There are a lot of risks whether it’s higher energy prices, enhanced geopolitical risk, or enhanced domestic risk surrounding Congress getting the appropriation bills done on time for the current fiscal year.
“A return to broad-based growth in construction starts is still some time away,” Branch suggested.
Overall, he is projecting construction starts to remain flat through the end of 2023 and even into the first quarter of 2024.
“We don't expect a lot of positive momentum in the first quarter of next year,” Branch said. “Once we get into the summer of 2024, we think that that's where we'll start to build on levels, and we'll start to see some more organic growth develop in the construction sector.”
The Dodge report indicates that nonbuilding construction starts fell 9% in September to a seasonally adjusted annual rate of $345 billion.
The bulk of the loss was environmental public works starts falling 29% and highway and bridge starts dropping 15%.
However, not all sectors fell. Miscellaneous nonbuilding starts were up 4%, and utility/gas plant starts gained 14%.
Year-to-date through September, nonbuilding starts have gained 25%.
According to the Dodge report, utility/gas plants rose 58%, and miscellaneous nonbuilding starts were up 23%, highway and bridge starts gained 13%, and environmental public works were up 16%.
On a year-over-year basis, total nonbuilding starts were 22% higher than that of September 2022. Over that same 12-month period, utility/gas plant and miscellaneous nonbuilding starts rose 35% and 22%, respectively. Highway and bridge start, in addition to environmental public works starts, were both up 18% on a 12-month rolling sum basis.
In September the $4.5 billion Sun Zia transmission line across Arizona and New Mexico, the $525 million fourth phase of the Cedar Springs wind farm in Converse County, Wyoming, and the $485 million Prospect Lake Clear Water Center in Fort Lauderdale, Florida each got underway.
The Dodge report indicates that nonresidential building starts fell 4% to a seasonally adjusted annual rate of $459 billion.
Classified as office structure in the Dodge database, commercial starts rose 6% due to data center work.
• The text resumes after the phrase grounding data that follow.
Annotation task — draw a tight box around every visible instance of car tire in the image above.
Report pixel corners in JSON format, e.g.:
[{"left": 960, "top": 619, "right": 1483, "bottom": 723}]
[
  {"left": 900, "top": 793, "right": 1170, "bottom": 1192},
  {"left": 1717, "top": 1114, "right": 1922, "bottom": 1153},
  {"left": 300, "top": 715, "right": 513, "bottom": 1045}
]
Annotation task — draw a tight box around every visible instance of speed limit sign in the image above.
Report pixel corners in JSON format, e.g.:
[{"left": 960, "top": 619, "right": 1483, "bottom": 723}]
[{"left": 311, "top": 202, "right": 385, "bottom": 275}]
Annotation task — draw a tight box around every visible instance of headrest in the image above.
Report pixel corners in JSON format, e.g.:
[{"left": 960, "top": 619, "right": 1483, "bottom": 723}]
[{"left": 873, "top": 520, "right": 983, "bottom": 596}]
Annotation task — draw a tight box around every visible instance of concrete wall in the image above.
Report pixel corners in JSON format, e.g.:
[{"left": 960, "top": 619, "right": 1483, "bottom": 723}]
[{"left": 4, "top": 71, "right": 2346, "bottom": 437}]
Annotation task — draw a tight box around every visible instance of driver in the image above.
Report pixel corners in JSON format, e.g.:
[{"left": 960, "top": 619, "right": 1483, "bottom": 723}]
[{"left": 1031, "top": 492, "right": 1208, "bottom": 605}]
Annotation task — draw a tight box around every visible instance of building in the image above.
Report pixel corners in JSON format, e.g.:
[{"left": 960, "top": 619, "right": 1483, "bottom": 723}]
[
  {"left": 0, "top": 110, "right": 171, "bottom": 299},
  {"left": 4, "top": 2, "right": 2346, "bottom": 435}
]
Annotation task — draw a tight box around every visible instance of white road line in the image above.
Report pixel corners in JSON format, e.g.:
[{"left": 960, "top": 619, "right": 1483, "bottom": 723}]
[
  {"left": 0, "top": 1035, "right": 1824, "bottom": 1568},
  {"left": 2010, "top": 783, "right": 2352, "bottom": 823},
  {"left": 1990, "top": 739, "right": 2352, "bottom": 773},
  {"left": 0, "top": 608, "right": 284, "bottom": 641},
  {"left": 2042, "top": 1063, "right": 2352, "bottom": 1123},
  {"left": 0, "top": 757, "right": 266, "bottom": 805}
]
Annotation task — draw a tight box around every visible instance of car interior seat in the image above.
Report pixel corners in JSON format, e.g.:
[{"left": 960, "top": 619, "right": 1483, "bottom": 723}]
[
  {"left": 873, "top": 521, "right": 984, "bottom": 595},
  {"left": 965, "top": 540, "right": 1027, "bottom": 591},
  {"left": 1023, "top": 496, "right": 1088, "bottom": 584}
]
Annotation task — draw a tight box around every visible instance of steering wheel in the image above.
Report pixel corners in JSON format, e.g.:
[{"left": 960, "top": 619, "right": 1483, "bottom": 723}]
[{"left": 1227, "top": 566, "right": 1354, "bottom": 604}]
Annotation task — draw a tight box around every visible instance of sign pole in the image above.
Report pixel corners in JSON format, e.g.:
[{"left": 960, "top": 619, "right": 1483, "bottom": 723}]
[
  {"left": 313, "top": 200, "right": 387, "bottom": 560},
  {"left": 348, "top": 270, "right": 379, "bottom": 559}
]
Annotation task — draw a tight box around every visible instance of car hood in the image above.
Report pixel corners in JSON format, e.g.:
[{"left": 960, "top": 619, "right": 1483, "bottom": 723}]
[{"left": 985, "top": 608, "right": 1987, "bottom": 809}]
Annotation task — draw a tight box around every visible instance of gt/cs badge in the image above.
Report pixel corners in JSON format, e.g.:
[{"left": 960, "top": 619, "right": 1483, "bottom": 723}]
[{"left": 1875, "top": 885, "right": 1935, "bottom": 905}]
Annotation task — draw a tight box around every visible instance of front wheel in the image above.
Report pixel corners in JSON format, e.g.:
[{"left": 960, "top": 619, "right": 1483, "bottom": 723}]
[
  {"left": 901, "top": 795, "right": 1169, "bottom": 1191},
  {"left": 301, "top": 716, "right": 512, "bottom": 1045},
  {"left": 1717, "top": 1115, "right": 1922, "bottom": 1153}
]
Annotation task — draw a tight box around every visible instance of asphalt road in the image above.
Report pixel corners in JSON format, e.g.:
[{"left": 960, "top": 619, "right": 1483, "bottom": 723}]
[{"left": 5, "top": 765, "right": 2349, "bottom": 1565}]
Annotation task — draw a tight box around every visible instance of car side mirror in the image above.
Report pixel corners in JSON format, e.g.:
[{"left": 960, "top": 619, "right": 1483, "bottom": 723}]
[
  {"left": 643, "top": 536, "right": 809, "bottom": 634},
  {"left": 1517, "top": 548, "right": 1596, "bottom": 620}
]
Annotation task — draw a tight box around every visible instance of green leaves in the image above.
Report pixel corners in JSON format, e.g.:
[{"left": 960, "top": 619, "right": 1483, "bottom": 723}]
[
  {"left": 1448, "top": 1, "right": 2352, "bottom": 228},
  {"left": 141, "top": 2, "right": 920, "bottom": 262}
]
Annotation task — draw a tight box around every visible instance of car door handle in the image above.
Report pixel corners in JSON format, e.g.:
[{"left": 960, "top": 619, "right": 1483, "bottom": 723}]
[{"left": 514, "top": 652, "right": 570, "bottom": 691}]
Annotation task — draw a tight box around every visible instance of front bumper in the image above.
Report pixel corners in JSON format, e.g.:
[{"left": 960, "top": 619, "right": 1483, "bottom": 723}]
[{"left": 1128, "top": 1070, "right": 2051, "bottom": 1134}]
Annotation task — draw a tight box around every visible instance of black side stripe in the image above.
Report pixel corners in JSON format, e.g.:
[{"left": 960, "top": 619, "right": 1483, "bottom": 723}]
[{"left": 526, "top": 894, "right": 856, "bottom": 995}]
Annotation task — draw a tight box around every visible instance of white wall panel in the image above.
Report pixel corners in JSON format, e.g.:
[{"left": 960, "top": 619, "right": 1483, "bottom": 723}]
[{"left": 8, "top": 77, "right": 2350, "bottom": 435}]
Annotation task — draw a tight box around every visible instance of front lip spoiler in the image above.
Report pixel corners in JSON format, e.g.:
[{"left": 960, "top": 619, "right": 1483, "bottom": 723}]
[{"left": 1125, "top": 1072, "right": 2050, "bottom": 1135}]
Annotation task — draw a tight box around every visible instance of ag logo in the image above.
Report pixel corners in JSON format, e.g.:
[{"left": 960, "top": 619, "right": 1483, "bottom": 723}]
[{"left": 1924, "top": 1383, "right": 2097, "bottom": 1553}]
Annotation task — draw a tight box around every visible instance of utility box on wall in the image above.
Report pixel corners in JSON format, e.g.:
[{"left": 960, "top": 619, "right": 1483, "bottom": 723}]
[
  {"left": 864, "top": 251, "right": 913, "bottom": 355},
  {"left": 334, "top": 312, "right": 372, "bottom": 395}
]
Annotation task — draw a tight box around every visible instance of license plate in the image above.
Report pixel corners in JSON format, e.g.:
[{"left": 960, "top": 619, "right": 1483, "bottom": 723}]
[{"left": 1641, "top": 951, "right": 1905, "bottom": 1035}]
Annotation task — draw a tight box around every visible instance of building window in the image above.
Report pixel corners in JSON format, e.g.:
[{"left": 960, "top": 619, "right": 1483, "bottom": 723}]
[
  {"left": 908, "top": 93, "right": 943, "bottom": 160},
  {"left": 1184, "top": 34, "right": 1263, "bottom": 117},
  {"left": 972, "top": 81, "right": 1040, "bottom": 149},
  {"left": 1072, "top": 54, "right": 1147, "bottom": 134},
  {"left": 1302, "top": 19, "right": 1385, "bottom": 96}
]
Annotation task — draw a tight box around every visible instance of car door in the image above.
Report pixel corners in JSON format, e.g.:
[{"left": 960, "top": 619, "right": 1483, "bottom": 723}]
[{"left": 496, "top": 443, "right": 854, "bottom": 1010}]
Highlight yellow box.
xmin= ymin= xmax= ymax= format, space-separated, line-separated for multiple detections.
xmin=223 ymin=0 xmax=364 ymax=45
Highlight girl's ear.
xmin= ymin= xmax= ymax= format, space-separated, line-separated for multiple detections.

The remaining segments all declined including institutional at 8% and manufacturing dropping 13%.
Year-to-date through September, total nonresidential starts are down 7% from 2022.
According to the report, institutional starts gained 5%, while commercial and manufacturing starts have fallen 6% and 31%, respectively.
On a 12-month rolling analysis ending in September 2023, total nonresidential building starts were 3% higher than that ending September 2022.
While down on a month-to-month basis, commercial starts have gained 4%, institutional starts are up 8% and manufacturing is 8% lower.
Dodge reported the $2.5 billion Hyundai/SK EV battery plant in Cartersville, Georgia, a $1.1 billion prison in Elmore, Alabama, and the $1 billion Microsoft data center in Mount Pleasant, Wisconsin as some of the largest nonresidential building projects to break ground in September.
Residential building starts fell 6% in September to a seasonally adjusted annual rate of $394 billion. Single-family starts gained 1%, while multifamily starts lost 17%.
On a year-over-year analysis, residential starts were down 17% compared to 2022.
According to. the Dodge Network report, single-family starts were 19% lower, and multifamily starts were down 12% on a rolling 12-month basis.
Top-end multifamily structures breaking ground in September included the
The largest multifamily structures to break ground in September were the $385 million Phase One of the South Pier Residential Towers in Tempe, Arizona, the $275 million first phase of the Casa Bella Condominiums in Miami, Florida, and the $260 million Chapel Block mixed-use development in Philadelphia, Pennsylvania.